Fig. 4. A typical metagenomic next-generation sequencing bioinformatics pipeline.

Fig. 4

A next-generation sequencing (NGS) data set, generally in FASTQ or sequence alignment map (SAM) format, is analysed on a computational server, portable laptop or desktop computer or on the cloud. An initial preprocessing step consists of low-quality filtering, low-complexity filtering and adaptor trimming. Computational host subtraction is performed by mapping reads to the host (for example, human) genome and setting aside host reads for subsequent transcriptome (RNA) or genome (DNA) analysis. The remaining unmapped reads are directly aligned to large reference databases, such as the National Center for Biotechnology Information (NCBI) GenBank database or microbial reference sequence or genome collections, or are first assembled de novo into longer contiguous sequences (contigs) followed by alignment to reference databases.
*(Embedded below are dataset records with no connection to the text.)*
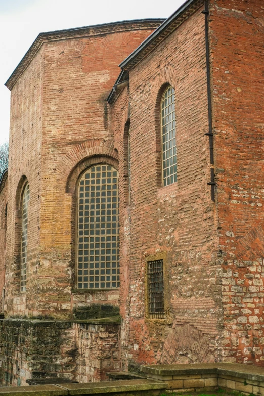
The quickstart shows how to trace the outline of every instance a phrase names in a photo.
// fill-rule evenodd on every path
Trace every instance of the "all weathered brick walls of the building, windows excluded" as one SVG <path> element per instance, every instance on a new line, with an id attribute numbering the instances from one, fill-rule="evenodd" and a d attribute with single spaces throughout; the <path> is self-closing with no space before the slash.
<path id="1" fill-rule="evenodd" d="M 89 316 L 93 304 L 113 305 L 115 314 L 120 305 L 120 339 L 118 325 L 104 331 L 99 325 L 73 326 L 80 381 L 102 379 L 109 369 L 138 370 L 142 363 L 263 365 L 264 9 L 260 0 L 209 3 L 215 203 L 207 185 L 203 7 L 129 70 L 129 85 L 110 105 L 106 98 L 118 63 L 153 26 L 127 23 L 51 39 L 12 89 L 8 189 L 1 192 L 0 207 L 3 240 L 8 193 L 5 311 L 7 317 L 72 320 Z M 178 182 L 162 187 L 159 106 L 167 84 L 175 89 Z M 73 290 L 76 183 L 98 162 L 115 166 L 120 176 L 120 295 Z M 20 294 L 20 197 L 26 180 L 28 279 L 27 293 Z M 149 256 L 164 259 L 162 320 L 146 314 Z M 12 356 L 4 369 L 9 373 L 16 359 L 12 342 L 2 339 L 1 345 L 4 355 Z M 211 386 L 215 380 L 206 382 Z"/>

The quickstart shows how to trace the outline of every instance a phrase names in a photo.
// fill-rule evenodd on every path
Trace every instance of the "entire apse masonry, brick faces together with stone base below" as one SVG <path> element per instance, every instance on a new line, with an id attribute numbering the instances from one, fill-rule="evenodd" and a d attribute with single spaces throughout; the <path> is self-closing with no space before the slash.
<path id="1" fill-rule="evenodd" d="M 118 313 L 118 290 L 87 293 L 73 290 L 75 187 L 80 172 L 92 163 L 108 162 L 118 168 L 118 152 L 108 129 L 105 99 L 119 74 L 118 64 L 156 26 L 157 21 L 128 22 L 91 29 L 87 37 L 74 38 L 70 32 L 69 37 L 50 40 L 42 44 L 14 85 L 8 178 L 6 317 L 68 320 L 74 316 L 78 319 L 78 310 L 85 311 L 85 307 L 92 304 L 114 306 L 117 309 L 113 309 L 113 315 Z M 27 292 L 21 294 L 20 203 L 26 181 L 30 187 Z M 5 204 L 3 194 L 6 190 L 2 193 L 1 205 Z M 64 333 L 55 334 L 48 326 L 41 334 L 41 331 L 33 331 L 26 321 L 21 321 L 18 330 L 12 327 L 12 322 L 3 322 L 2 383 L 24 383 L 34 375 L 72 378 L 76 367 L 80 377 L 84 375 L 95 381 L 105 378 L 106 370 L 120 370 L 118 324 L 108 325 L 105 331 L 97 331 L 97 326 L 91 325 L 85 332 L 79 330 L 80 325 L 74 326 L 69 330 L 70 342 L 75 342 L 77 335 L 80 339 L 70 348 L 68 359 L 69 345 L 63 343 Z M 44 326 L 41 323 L 39 326 Z M 42 363 L 31 367 L 28 362 L 34 361 L 34 342 L 43 342 L 47 354 L 43 351 Z M 25 343 L 29 344 L 29 350 L 23 349 Z M 70 359 L 75 357 L 78 347 L 80 355 L 76 366 Z M 92 350 L 94 358 L 90 359 L 87 354 L 91 356 Z M 50 360 L 52 355 L 60 362 L 55 369 L 49 368 L 49 364 L 54 363 Z M 68 369 L 64 368 L 64 363 Z M 22 371 L 18 373 L 15 366 Z"/>

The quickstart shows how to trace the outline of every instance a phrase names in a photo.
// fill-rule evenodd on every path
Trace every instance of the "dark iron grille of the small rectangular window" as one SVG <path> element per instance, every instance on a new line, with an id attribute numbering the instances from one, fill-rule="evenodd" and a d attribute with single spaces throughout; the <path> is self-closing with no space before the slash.
<path id="1" fill-rule="evenodd" d="M 148 262 L 148 305 L 150 318 L 164 318 L 163 260 Z"/>

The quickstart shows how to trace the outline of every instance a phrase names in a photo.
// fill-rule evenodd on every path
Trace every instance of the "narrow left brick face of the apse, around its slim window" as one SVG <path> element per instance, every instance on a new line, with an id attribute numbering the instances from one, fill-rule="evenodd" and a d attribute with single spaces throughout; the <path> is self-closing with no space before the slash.
<path id="1" fill-rule="evenodd" d="M 21 208 L 23 183 L 29 182 L 27 289 L 39 260 L 39 212 L 42 129 L 42 54 L 40 49 L 11 92 L 6 260 L 7 316 L 28 315 L 30 298 L 20 293 Z M 34 290 L 33 294 L 37 291 Z"/>

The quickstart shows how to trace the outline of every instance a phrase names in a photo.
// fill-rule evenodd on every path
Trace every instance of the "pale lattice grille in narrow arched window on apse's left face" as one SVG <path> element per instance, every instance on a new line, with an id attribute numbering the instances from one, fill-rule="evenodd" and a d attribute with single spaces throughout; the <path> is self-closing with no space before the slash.
<path id="1" fill-rule="evenodd" d="M 21 274 L 20 291 L 26 291 L 27 280 L 27 215 L 29 203 L 29 184 L 26 184 L 22 199 L 22 238 L 21 238 Z"/>

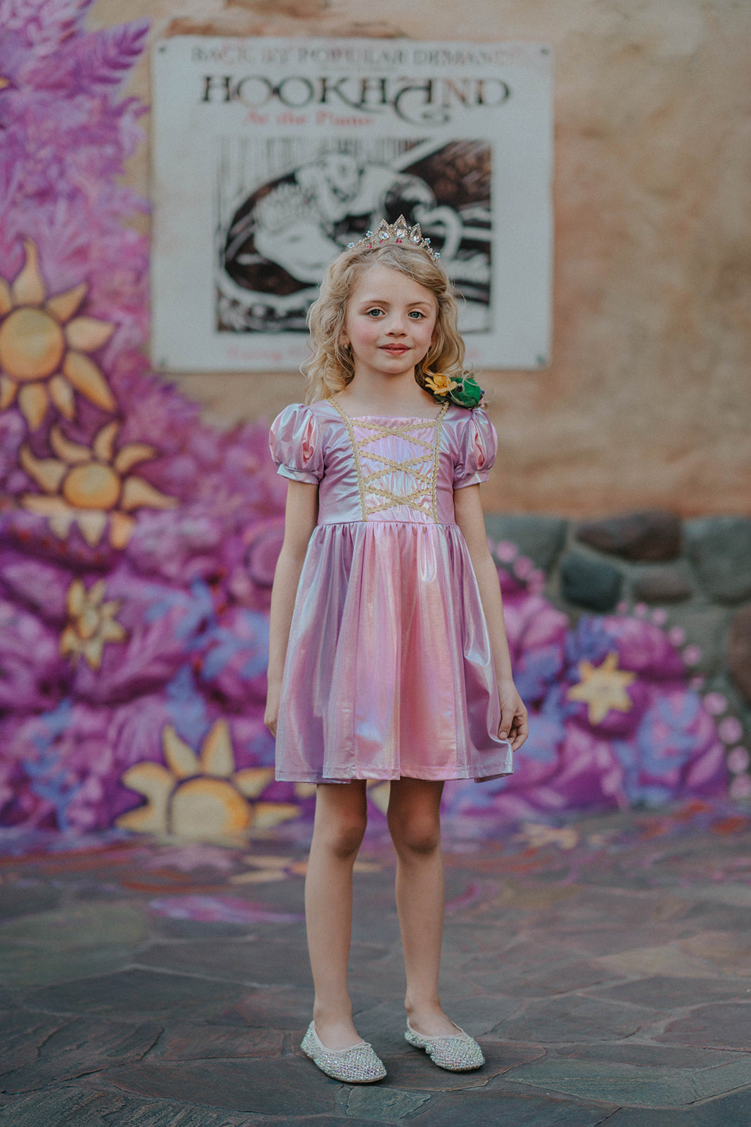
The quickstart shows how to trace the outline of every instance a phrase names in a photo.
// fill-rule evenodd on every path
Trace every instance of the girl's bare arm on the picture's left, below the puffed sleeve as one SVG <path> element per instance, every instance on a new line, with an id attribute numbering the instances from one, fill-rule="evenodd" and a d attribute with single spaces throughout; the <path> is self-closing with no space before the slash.
<path id="1" fill-rule="evenodd" d="M 289 624 L 295 595 L 303 569 L 307 542 L 319 517 L 319 487 L 306 481 L 287 482 L 287 506 L 284 517 L 284 543 L 274 573 L 271 621 L 269 627 L 268 693 L 263 724 L 276 736 L 279 716 L 281 673 L 287 655 Z"/>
After taxonomic classification, in which individual reads or contigs are assigned into specific taxa (for example, species, genus and family), the data can be analysed and visualized in a number of different formats. These include coverage map and pairwise identity plots to determine how much of the microbial genome has been recovered and its similarity to reference genomes in the database; Krona plots to visualize taxonomic diversity in the metagenomic library; phylogenetic analysis to compare assembled genes, gene regions or genomes to reference sequences; and heat maps to show microorganisms that were detected in the clinical samples. OTU, operational taxonomic unit.